Berkun Menaker brought Prestini back into collaboration with Brooklyn Youth Chorus, and Prestini began brainstorming the creative dream team for the project: “The aspect of oral histories we wanted to mine and the depth with which we wanted to do it led me immediately to Jad, and I’d always wanted to work with Jessica,” says Prestini. “In Aging Magician, we had very porous collaborative roles, and this project is the same. There’s musical collaboration between Jad and me, a textual collaboration between Jad and Jessica. Jad has created sound world compositions with recorded voices for me to then compose music into. And the kids’ own experiences are so central to our collaboration: they have brought into the project a lot of complex emotions around the current state of affairs. The anxiety they carry about the future is profound, and it’s juxtaposed with their hopes and desires—sometimes something as simple and poetic as wanting to do a handstand, or to fly like a seagull. And these join with the anxieties and hopes of those that have filled this space before them.”
Says Abumrad, “All of these successive rounds of people whom America needed to build ships have been in this space and they all have stories — many contradictory. Often you will find somebody who felt this was a liberatory experience; they came to the Navy Yard and found it was filled with possibility. And then you find people who describe it as hell, with the smells and the noise. This place was an engine of social progress, where women and Black Americans were entering the labor force, yet its function was to make things to kill people. The idea that this space holds multitudes of histories and perspectives was interesting to us, and the project became like a séance in a way: you walk into a space and try to listen to the whispers. The piece is, in a way, trying to bring the dead back to life, and have kids respond to them, sing to them, from where they are.”

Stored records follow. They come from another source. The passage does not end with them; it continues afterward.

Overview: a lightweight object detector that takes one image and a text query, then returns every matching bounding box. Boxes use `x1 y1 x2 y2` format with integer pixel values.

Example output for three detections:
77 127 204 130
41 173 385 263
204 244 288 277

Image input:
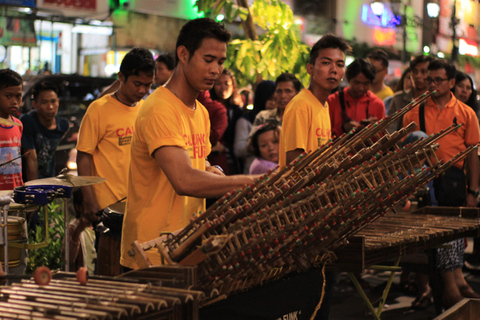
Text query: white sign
37 0 110 18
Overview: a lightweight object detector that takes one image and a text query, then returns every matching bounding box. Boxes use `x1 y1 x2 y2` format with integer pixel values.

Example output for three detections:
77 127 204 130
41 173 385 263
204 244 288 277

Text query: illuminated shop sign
373 27 397 46
458 38 478 57
362 4 402 28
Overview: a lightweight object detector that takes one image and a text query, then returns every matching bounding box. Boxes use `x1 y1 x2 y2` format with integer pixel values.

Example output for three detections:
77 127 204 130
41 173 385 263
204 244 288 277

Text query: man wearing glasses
403 60 480 307
20 81 70 182
367 49 393 101
387 55 432 133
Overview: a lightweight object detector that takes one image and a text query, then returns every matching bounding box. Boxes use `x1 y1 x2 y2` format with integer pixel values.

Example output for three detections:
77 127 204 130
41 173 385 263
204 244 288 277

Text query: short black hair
155 52 175 71
252 120 280 158
120 48 155 81
428 59 457 80
452 70 478 113
275 72 302 92
32 81 58 100
0 69 23 89
175 18 231 66
367 49 388 68
310 33 352 64
410 54 433 71
345 58 377 81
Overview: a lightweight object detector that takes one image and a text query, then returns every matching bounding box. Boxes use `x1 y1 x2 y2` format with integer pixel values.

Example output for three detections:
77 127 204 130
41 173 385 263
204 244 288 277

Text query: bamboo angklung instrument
127 89 476 294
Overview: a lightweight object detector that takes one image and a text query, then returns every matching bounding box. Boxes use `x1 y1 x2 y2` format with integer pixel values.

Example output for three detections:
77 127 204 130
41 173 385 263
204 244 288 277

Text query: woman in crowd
250 123 280 174
452 71 478 117
234 80 276 174
208 69 243 175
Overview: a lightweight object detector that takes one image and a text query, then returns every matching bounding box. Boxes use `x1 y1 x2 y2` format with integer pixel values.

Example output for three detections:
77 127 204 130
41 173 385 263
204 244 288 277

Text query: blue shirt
20 110 70 179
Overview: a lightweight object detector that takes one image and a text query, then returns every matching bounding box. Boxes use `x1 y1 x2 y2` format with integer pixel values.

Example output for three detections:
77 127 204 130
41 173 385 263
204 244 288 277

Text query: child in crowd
250 123 280 174
0 69 23 190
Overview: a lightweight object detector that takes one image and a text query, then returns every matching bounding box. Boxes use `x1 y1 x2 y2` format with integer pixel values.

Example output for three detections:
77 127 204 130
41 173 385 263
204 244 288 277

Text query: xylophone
332 207 480 272
0 267 205 320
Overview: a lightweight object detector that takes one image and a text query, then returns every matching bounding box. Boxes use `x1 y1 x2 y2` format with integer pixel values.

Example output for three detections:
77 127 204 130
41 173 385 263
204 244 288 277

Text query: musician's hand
82 200 102 222
343 120 360 132
466 193 478 208
206 165 225 176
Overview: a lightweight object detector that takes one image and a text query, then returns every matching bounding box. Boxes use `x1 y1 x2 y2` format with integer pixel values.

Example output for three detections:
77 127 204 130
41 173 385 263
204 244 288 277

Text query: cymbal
0 117 21 126
25 173 107 187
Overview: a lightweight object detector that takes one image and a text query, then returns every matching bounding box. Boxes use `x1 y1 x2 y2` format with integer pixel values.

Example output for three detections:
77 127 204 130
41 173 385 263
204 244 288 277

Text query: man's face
369 59 388 84
411 62 428 90
215 74 233 100
275 81 298 109
32 90 59 121
181 38 227 92
155 61 173 86
118 72 154 104
425 69 455 99
0 85 22 119
348 73 372 99
307 48 345 92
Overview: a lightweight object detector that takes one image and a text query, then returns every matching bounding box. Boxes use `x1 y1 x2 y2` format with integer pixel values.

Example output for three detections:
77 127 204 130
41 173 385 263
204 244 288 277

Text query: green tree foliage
196 0 310 86
26 200 65 274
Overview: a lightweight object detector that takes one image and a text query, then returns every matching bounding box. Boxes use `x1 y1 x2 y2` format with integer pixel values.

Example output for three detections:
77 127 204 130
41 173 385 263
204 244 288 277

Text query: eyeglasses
425 77 449 86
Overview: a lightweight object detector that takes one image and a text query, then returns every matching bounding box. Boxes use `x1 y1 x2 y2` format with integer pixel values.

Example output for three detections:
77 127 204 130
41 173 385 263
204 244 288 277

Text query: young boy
20 81 70 181
0 69 23 190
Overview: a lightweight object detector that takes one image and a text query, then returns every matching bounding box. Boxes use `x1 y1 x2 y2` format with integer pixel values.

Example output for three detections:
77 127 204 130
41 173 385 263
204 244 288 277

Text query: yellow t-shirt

Says Grindstaff, “It’s hard to think of something more hopeful than a group of young people united and raising their voices to talk about something they care about. When asked what gives them hope in the questionnaire, they said singing with this chorus— over and over and over again. You feel that, and it’s powerful—and part of sharing that feeling with the audience is having this not be a proscenium experience. The audience moves through this space, interacting with the set that’s then animated with voices—both recorded and live. That sound world created from the choristers’ strength and bond envelopes them, and they become part of it.”